While I am relatively new to the Jerry Lewis’s work as actor and director, it’s pretty clear how his dynamic with Dean Martin functions—Martin is charismatic and street-wise, Lewis is the sympathetic goofball. This contrast is accentuated in Frank Tashlin’s Hollywood or Bust (1956), since the film is an emphatic (or should I say cartoonish?) erotic fantasy. By the end of the film, Lewis’s clumsy, childish protagonist ends up with his Hollywood crush, Anita Ekberg. If this, by itself, requires a great effort in suspending disbelief, it’s also worth mentioning that before the Martin & Lewis characters settle into their monogamous relationships, they get a lot of female attention. Literally dozens of women wave to them as Martin & Lewis drive through the USA smiling and singing, and in their every scene that’s set in a populated space (backstage, casino), they end up surrounded by fresh-faced female onlookers.
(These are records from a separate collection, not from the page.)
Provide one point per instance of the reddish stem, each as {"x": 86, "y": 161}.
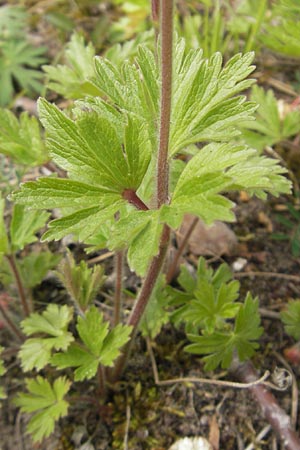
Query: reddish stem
{"x": 19, "y": 283}
{"x": 180, "y": 250}
{"x": 119, "y": 262}
{"x": 276, "y": 416}
{"x": 166, "y": 32}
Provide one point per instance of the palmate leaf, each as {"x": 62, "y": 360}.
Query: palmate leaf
{"x": 21, "y": 139}
{"x": 4, "y": 246}
{"x": 47, "y": 402}
{"x": 204, "y": 106}
{"x": 99, "y": 169}
{"x": 24, "y": 225}
{"x": 216, "y": 169}
{"x": 220, "y": 346}
{"x": 36, "y": 352}
{"x": 81, "y": 282}
{"x": 269, "y": 127}
{"x": 72, "y": 79}
{"x": 207, "y": 300}
{"x": 101, "y": 346}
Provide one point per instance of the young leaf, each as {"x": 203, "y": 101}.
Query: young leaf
{"x": 220, "y": 346}
{"x": 71, "y": 80}
{"x": 101, "y": 346}
{"x": 270, "y": 126}
{"x": 291, "y": 319}
{"x": 36, "y": 352}
{"x": 218, "y": 168}
{"x": 47, "y": 402}
{"x": 204, "y": 107}
{"x": 24, "y": 224}
{"x": 21, "y": 139}
{"x": 81, "y": 282}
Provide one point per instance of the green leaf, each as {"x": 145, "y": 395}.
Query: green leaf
{"x": 35, "y": 266}
{"x": 4, "y": 247}
{"x": 101, "y": 346}
{"x": 24, "y": 225}
{"x": 21, "y": 139}
{"x": 291, "y": 319}
{"x": 221, "y": 346}
{"x": 71, "y": 80}
{"x": 81, "y": 282}
{"x": 47, "y": 402}
{"x": 270, "y": 125}
{"x": 204, "y": 107}
{"x": 156, "y": 314}
{"x": 36, "y": 352}
{"x": 137, "y": 230}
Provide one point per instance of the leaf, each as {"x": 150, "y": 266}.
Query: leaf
{"x": 36, "y": 352}
{"x": 81, "y": 282}
{"x": 220, "y": 346}
{"x": 291, "y": 319}
{"x": 101, "y": 346}
{"x": 71, "y": 79}
{"x": 137, "y": 230}
{"x": 270, "y": 126}
{"x": 47, "y": 402}
{"x": 204, "y": 107}
{"x": 24, "y": 225}
{"x": 21, "y": 139}
{"x": 4, "y": 247}
{"x": 219, "y": 168}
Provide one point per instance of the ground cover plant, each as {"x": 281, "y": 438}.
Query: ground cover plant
{"x": 144, "y": 143}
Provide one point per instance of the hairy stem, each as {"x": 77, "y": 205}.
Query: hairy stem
{"x": 15, "y": 330}
{"x": 19, "y": 283}
{"x": 276, "y": 416}
{"x": 142, "y": 300}
{"x": 162, "y": 172}
{"x": 119, "y": 263}
{"x": 174, "y": 265}
{"x": 166, "y": 33}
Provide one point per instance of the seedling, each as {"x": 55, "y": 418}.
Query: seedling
{"x": 119, "y": 150}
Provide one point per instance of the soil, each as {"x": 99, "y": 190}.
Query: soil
{"x": 138, "y": 414}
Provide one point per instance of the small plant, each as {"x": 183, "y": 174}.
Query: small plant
{"x": 19, "y": 60}
{"x": 124, "y": 190}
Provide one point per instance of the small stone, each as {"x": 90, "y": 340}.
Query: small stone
{"x": 196, "y": 443}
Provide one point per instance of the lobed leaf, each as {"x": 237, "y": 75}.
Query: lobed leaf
{"x": 48, "y": 403}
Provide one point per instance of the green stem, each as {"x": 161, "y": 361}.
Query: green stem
{"x": 119, "y": 263}
{"x": 19, "y": 283}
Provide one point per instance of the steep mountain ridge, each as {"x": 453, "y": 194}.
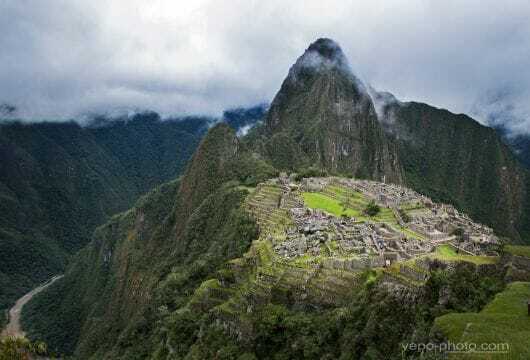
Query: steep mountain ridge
{"x": 453, "y": 158}
{"x": 323, "y": 116}
{"x": 174, "y": 277}
{"x": 58, "y": 181}
{"x": 180, "y": 232}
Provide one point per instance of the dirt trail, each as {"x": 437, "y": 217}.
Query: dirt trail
{"x": 13, "y": 328}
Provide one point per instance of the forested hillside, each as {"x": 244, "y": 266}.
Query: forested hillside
{"x": 59, "y": 181}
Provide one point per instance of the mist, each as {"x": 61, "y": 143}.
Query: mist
{"x": 63, "y": 59}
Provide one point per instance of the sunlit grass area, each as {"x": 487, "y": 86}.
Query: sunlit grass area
{"x": 503, "y": 320}
{"x": 519, "y": 250}
{"x": 449, "y": 253}
{"x": 328, "y": 204}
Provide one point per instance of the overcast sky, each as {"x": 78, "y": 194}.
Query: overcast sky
{"x": 61, "y": 59}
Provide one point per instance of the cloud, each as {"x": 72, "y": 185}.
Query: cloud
{"x": 62, "y": 58}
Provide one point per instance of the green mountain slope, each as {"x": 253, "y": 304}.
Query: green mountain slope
{"x": 190, "y": 271}
{"x": 181, "y": 232}
{"x": 323, "y": 116}
{"x": 454, "y": 159}
{"x": 58, "y": 181}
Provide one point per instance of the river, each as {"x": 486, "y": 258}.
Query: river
{"x": 13, "y": 327}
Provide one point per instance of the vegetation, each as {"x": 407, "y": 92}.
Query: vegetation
{"x": 449, "y": 253}
{"x": 59, "y": 181}
{"x": 328, "y": 204}
{"x": 519, "y": 250}
{"x": 502, "y": 321}
{"x": 17, "y": 348}
{"x": 372, "y": 209}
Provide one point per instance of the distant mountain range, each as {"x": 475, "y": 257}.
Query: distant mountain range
{"x": 60, "y": 180}
{"x": 183, "y": 273}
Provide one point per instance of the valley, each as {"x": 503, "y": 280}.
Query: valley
{"x": 13, "y": 327}
{"x": 340, "y": 226}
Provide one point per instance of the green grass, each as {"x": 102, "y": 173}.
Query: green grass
{"x": 504, "y": 320}
{"x": 448, "y": 253}
{"x": 518, "y": 250}
{"x": 328, "y": 204}
{"x": 357, "y": 202}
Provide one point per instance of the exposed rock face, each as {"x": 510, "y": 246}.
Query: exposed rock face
{"x": 324, "y": 116}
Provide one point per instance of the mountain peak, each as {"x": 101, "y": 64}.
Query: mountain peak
{"x": 322, "y": 55}
{"x": 327, "y": 48}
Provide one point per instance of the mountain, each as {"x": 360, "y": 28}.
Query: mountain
{"x": 452, "y": 158}
{"x": 243, "y": 119}
{"x": 196, "y": 268}
{"x": 181, "y": 231}
{"x": 323, "y": 116}
{"x": 519, "y": 143}
{"x": 59, "y": 181}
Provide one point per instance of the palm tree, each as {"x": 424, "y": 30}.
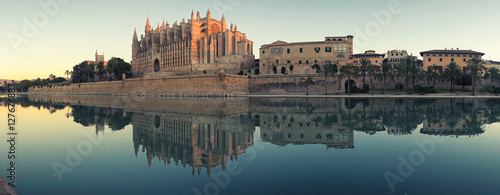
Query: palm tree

It may have influenced my take on Hollywood or Bust that I was working on the video essay in the wake of the Harvey Weinstein scandal, which I believe seriously calls into question Hollywood norms, be they industrial or aesthetic. In the light of what we know now, the fact that women in this film are taken for granted—seducing them is not a matter of if, but when—can’t seem inconsequential. The Lewis/Ekberg romance is sparked by a ridiculous plot twist: his hound promptly seduces the actress’s lap dog, and their owners eventually follow their mating call. However, if we were to see the film as a satire of precisely this script-guaranteed female attainability of Hollywood cinema, it becomes a pretty interesting text. In this sense, Lewis’s romantic plot is the more progressive one—he certainly embarrasses himself often enough to let us conclude that he gets the girl through sheer, Forrest Gump-level dumb luck. Martin’s romantic plot remains more problematic throughout. He ends up seducing a chorus girl—a less glamorous, proletarian and implicitly less deserving woman—and in spite of the jolting near-rape scene of his early attempt to get into her favors, her caution toward him inexplicably gives way to warmer feelings. By casting Martin—the presumed object of many female spectators’ fantasies—in the role, this development seems less troubling: after all, regardless of plot evolution, what woman would turn him down?!
To structure this video essay on the contrast in the two actors’ film personae, I devised a voice-over that initially delivers information but, later on, takes up personal characteristics of its own—by its tone and content, it (hopefully) sounds like a girl with a crush on Martin, partial to him to the point of missing the obvious about the clips it refers to. By giving a skewed reading of the visual evidence, I intend to suggest the complexity of consuming a a traditional Hollywood narrative—how the cognitive work of watching it (and evaluating it, for merit and plausibility) intertwines with personal biases and indulgence in wishful thinking. Since infatuation and lucid observation are often antithetical, I needed a second line of discourse—a colder, crisper, written “voice”—to carry the commentary further than the voice-over could possibly take it. Hollywood or Bust is about the two men’s conquest of women, but also about the spectators’ privileged access to these two men—and it is due to Hollywood’s cunning exploitation of desire that it took so long to clear up the haze.